A full meeting of Barnet Council last night (1 March 2016) confirmed there will be no increase in Council Tax bills for the borough’s residents for the sixth year in a row.
This means that, following a one per cent reduction in 2014/15 and a freeze in every other year since 2010/11, there has been a real term cut of 20 per cent in Council Tax bills since 2010/11.
This year the Government has given councils flexibility to increase their Council Tax by up to two per cent above the existing two per cent threshold – after which a local referendum is called – on the condition this ‘social care precept’ is spent exclusively on adult social care including care for the elderly.
Following consultation the council last night voted to adopt a 1.7 precept to help manage the demand on services from an increasing ageing population. This money will be spent exclusively on helping to care for the borough’s elderly residents. However there will be no overall increase in Council Tax bills because the council is not increasing the proportion of Council Tax that funds general services coupled with a reduction in the Greater London Authority element of bills.

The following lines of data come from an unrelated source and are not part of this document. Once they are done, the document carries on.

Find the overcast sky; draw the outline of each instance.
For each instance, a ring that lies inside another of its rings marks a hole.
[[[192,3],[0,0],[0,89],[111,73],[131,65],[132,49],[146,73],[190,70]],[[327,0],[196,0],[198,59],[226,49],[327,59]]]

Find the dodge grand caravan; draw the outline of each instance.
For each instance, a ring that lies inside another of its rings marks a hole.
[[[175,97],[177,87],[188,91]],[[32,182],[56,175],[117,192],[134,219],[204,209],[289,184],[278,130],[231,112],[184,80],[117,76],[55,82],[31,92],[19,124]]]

Barnet Council faces a savings gap of £81 million between 2016 and 2020, including this year’s savings of £20 million. This is in addition to budget savings of £75 million that have already been achieved since 2010.

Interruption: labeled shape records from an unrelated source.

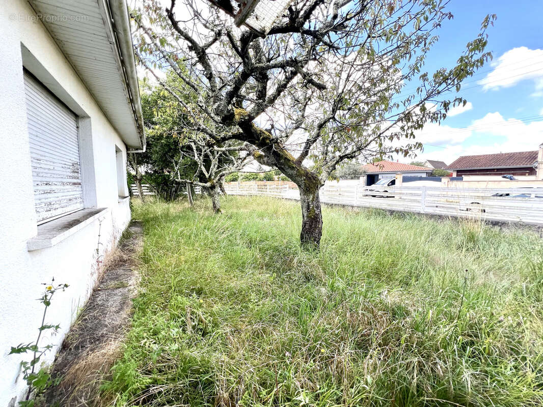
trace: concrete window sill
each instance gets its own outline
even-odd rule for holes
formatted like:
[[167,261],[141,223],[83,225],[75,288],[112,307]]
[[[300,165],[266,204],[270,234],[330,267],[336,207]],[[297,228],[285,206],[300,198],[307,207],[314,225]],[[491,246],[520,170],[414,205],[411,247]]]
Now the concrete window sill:
[[108,208],[89,208],[40,225],[37,236],[27,242],[28,251],[52,247],[92,223],[108,211]]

Although the council is reducing its day to day spending to achieve these savings it is also investing in the future infrastructure of the borough. Council voted in favour of £195m of investment in 2016/17 as part of a total capital investment programme of £565m to the end of the decade, in essential infrastructure such as housing, transport, school places, leisure centres and community hubs.

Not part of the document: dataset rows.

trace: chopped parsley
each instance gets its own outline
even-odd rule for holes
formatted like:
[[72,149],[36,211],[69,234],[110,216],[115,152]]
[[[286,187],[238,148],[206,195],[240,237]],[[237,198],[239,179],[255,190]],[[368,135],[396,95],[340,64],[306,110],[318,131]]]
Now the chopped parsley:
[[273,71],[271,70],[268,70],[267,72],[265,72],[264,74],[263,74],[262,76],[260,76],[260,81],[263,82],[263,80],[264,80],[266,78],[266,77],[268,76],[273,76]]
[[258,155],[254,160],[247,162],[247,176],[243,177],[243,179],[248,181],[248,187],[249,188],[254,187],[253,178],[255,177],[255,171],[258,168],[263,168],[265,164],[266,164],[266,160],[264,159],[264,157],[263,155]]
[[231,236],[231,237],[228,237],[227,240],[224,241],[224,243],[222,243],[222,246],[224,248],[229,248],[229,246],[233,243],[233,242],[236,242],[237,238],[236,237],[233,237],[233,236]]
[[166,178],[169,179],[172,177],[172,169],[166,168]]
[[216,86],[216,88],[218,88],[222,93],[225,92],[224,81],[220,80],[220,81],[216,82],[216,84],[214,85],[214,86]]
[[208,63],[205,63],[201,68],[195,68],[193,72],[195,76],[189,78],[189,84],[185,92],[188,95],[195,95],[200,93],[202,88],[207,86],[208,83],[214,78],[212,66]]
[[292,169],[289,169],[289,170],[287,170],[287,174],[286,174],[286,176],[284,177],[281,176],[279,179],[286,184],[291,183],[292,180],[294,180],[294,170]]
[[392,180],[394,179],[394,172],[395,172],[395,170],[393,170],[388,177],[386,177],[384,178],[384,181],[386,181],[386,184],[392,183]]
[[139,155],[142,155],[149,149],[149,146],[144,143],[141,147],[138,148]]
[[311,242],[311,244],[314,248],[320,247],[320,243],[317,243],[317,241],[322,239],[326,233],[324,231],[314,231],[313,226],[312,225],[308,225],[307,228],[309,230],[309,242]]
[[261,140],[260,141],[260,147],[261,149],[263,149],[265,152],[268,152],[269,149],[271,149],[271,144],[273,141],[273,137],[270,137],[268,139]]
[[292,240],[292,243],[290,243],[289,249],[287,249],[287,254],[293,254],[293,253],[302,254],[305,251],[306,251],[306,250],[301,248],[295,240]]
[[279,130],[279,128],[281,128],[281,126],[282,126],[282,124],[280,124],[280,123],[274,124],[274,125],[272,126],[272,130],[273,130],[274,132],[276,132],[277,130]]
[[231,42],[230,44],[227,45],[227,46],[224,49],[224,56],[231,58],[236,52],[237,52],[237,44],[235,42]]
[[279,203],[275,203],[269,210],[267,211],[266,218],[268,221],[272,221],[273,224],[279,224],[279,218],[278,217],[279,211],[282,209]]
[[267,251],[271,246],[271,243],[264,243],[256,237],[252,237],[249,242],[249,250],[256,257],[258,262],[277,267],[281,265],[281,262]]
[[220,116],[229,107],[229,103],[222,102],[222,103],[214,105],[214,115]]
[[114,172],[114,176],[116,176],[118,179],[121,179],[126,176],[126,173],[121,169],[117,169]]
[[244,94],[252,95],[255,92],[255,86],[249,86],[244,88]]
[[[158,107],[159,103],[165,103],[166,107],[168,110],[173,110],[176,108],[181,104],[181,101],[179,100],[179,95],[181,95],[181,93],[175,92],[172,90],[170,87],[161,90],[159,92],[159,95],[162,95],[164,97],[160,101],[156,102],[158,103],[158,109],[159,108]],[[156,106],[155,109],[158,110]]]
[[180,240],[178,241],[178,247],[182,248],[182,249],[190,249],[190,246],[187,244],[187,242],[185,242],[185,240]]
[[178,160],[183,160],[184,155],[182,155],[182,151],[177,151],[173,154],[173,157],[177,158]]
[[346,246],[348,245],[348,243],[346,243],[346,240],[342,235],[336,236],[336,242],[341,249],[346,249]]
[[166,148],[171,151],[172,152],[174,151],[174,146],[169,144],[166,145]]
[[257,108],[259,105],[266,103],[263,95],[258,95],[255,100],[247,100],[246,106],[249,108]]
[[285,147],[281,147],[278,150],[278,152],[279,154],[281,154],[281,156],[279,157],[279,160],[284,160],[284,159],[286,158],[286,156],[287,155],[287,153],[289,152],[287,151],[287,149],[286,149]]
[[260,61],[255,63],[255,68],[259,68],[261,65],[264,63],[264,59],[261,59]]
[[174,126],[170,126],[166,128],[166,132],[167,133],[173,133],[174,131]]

Councillor Richard Cornelius, Leader of Barnet Council, said: “I am delighted that there will be no increase in Council Tax bills next year – the sixth year in a row.
“We have been working hard to reduce our day to day spending and transform the way we deliver our services to make sure we are living within our means.
“I am proud of the successes we have achieved so far, helping deliver more than 5,300 new homes of which over 2,000 are affordable, investing £116 million in extra school places and helping more than 800 people into work.
“Although we need to reduce the costs of running the council, we are continuing to invest in the borough to make sure it remains a great place to live and work.”